Quick Clam Chowder
by: Three Many Cooks
Serves: Makes about 2 quarts
- 3 to 4 slices bacon, cut into ½-inch pieces
- 1 large Spanish onion, diced medium, (about 2 cups)
- ¼ cup flour
- 4 cans (6.5 ounces) minced clams, clams and juice separated
- 2 bottles (8 ounces each) clam juice (preferably Doxsee brand)
- 3 medium boiling potatoes
- 1 large bay leaf
- ½ teaspoon dried thyme
- 1 cup heavy cream
- 2 tablespoons minced fresh parsley leaves
- Salt and ground black or white pepper
- Fry bacon over medium in a large soup kettle until fat renders and bacon crisps, about 5 minutes.
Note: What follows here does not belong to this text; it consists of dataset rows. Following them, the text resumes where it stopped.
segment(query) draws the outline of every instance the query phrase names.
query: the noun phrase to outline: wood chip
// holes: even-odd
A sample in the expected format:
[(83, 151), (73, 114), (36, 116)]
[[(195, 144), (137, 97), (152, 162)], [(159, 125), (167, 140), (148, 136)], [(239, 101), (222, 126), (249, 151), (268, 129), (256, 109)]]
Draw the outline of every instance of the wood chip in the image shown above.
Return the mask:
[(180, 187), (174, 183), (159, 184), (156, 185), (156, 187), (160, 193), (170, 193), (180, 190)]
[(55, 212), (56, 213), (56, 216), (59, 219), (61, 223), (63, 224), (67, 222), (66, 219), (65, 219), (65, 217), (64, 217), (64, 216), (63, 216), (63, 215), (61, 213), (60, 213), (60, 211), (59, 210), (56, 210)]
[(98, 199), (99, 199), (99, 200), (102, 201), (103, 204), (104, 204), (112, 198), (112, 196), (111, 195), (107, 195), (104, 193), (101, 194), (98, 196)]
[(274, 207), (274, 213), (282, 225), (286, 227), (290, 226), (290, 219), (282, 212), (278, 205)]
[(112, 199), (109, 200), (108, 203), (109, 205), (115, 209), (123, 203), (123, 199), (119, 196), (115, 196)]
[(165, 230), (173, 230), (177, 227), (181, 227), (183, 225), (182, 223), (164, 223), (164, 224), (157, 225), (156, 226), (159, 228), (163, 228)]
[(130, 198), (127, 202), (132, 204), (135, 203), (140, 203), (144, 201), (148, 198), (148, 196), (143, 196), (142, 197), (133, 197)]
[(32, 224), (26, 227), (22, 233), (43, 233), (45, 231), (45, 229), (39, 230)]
- Add onion to the bacon and drippings; sauté until softened, about 5 minutes. Add flour; stir until lightly colored, about 1 minute. Gradually whisk in canned and bottled clam juice and 1 cup of water. Add potatoes, bay leaf, and thyme, bring to a boil, reduce heat and the simmer, partially covered, until potatoes are tender, about 10 minutes. Add clams, cream, and parsley and season to taste with salt and pepper; return to a simmer. Remove from heat and serve.